Re: [Mesa-dev] [RFC PATCH 00/16] A new IR for Mesa

Jose Fonseca Tue, 19 Aug 2014 07:24:28 -0700

On 18/08/14 17:25, Connor Abbott wrote:

On Mon, Aug 18, 2014 at 11:47 AM, Jose Fonseca <jfons...@vmware.com> wrote:

On 18/08/14 14:21, Marek Olšák wrote:


On Mon, Aug 18, 2014 at 2:44 PM, Roland Scheidegger <srol...@vmware.com>
wrote:


Am 16.08.2014 02:12, schrieb Connor Abbott:

I know what you might be thinking right now. "Wait, *another* IR? Don't
we already have like 5 of those, not counting all the driver-specific
ones? Isn't this stuff complicated enough already?" Well, there are some
pretty good reasons to start afresh (again...). In the years we've been
using GLSL IR, we've come to realize that, in fact, it's not what we
want *at all* to do optimizations on. Ian has done a talk at FOSDEM that
highlights some of the problems they've run into:

https://urldefense.proofpoint.com/v1/url?u=https://video.fosdem.org/2014/H1301_Cornil/Saturday/Three_Years_Experience_with_a_Treelike_Shader_IR.webm&k=oIvRg1%2BdGAgOoM1BIlLLqw%3D%3D%0A&r=F4msKE2WxRzA%2BwN%2B25muztFm5TSPwE8HKJfWfR2NgfY%3D%0A&m=iXhCeAYmidPDc1lFo757Cc9V0PvWAN4n3X%2Fw%2B%2F7Lx%2Fs%3D%0A&s=f103fb26bf53eee64318a490517d1ee9ab88ecd29fcdbe49d54b5a27e7581c2e

But here's the summary:

* GLSL IR is way too much of a memory hog, since it has to make a new
variable for each temporary the compiler creates and then each time you
want to dereference that temporary you need to create an
ir_dereference_variable that points to it which is also very
cache-unfriendly ("downright cache-mean!").

* The expression trees were originally added so that we could do
pattern matching to automatically optimize things, but this turned out
to be both very difficult to do and not very helpful.
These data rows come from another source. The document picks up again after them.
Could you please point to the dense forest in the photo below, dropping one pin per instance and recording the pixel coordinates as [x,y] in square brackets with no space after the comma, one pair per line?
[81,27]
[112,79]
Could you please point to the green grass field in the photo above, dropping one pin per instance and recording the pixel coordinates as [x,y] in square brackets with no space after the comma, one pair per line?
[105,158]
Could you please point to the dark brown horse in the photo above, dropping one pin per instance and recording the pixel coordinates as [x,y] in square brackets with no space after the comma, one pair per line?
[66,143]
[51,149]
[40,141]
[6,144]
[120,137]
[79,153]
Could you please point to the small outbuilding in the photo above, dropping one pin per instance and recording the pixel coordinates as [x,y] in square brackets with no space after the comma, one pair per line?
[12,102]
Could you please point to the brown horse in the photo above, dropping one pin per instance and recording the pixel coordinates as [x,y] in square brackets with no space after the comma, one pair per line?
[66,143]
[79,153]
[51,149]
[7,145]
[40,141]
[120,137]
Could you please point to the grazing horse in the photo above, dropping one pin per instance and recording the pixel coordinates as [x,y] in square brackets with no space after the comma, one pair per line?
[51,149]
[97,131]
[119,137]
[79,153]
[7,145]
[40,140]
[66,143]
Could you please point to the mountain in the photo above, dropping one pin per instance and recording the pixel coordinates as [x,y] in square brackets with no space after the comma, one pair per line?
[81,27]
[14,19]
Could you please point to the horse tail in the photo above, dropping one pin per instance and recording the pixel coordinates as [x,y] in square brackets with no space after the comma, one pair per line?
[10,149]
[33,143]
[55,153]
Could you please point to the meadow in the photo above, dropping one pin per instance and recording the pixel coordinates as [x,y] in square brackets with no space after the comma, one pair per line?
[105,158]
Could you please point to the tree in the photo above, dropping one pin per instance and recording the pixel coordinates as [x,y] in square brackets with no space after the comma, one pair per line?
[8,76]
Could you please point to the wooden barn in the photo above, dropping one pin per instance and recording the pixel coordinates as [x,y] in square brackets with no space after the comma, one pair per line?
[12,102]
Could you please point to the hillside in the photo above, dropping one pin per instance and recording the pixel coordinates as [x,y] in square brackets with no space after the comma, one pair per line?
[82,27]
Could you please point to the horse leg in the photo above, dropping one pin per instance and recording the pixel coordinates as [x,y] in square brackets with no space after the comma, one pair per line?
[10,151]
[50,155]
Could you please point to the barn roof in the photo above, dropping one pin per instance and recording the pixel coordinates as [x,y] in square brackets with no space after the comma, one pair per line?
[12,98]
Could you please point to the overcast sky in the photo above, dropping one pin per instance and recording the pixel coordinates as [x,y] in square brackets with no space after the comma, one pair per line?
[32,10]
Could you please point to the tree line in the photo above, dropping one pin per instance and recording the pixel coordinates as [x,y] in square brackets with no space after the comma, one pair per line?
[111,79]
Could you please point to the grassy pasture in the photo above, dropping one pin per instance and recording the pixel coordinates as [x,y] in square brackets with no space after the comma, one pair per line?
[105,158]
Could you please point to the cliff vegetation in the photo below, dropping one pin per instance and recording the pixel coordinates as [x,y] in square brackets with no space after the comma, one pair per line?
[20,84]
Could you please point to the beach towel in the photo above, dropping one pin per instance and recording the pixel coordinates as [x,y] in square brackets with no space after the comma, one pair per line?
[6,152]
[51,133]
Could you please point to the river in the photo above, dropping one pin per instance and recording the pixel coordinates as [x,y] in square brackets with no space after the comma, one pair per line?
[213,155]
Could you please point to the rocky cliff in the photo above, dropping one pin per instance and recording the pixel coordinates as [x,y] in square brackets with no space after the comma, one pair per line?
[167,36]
Instead, all it
does is add more complexity to the IR without much benefit - with SSA or
having proper use-def chains, we could get back what the trees give us
while also being able to do lots more optimizations.

* We don't have the concept of basic blocks in GLSL IR, which makes a
lot of optimizations harder because they were originally designed with
basic blocks in mind - take, for example, my SSA series. I had to map a
whole lot of concepts that were based on the control flow graph to this
tree of statements that GLSL IR uses, and the end result wound up
looking nothing at all like the original paper. This problem gets even
worse for things like e.g. Global Code Motion that depend upon having
the dominance tree.

I originally wanted to modify GLSL IR to fix these problems by adding
new instruction types that would address these issues and then
converting back and forth between the old and the new form, but I
realized that fixing all the problems would basically mean a complete
rewrite - and if that's the case, then why don't we start from scratch?
So I took Ken's suggestions and started designing, and then at Intel
over the summer started implementing, a completely new IR which I call
NIR that's at a lower level than GLSL IR, but still high-level enough to
be mostly device-independant (different drivers may have different
passes and different ways of lowering e.g. matrix multiplies) so that
we can do generic optimizations on it. Having support for SSA from the
beginning was also a must, because lots of optimisations that we really
want for cleaning up DX9-translated games are either a lot easier in or
made possible by SSA. I also made the decision for it to be typeless,
because that's what the cool kids are all doing :) and for a
lower-level, flat IR it seemed like the thing to do (it could have gone
either way, though). So the key design points of NIR (pronounced either
like "near" as in "NIR is near!" or to rhyme with "burr") are:

* It's flat (no expression trees)

* It's typeless

* Modifiers (abs, negate, saturate), swizzles, and write masks are part
of ALU instructions

* It includes enough GLSL-like things (variables that you can load from
or store to, function calls) to be hardware-agnostic (although we don't
have a way to represent matrix multiplies right now, but that could
easily be added) to be able to do optimizations at a high level, while
having lowering passes that convert variables to registers and
input/output/uniform loads/stores that will open up more opportunities
for optimization and save memory while being more hardware-specific.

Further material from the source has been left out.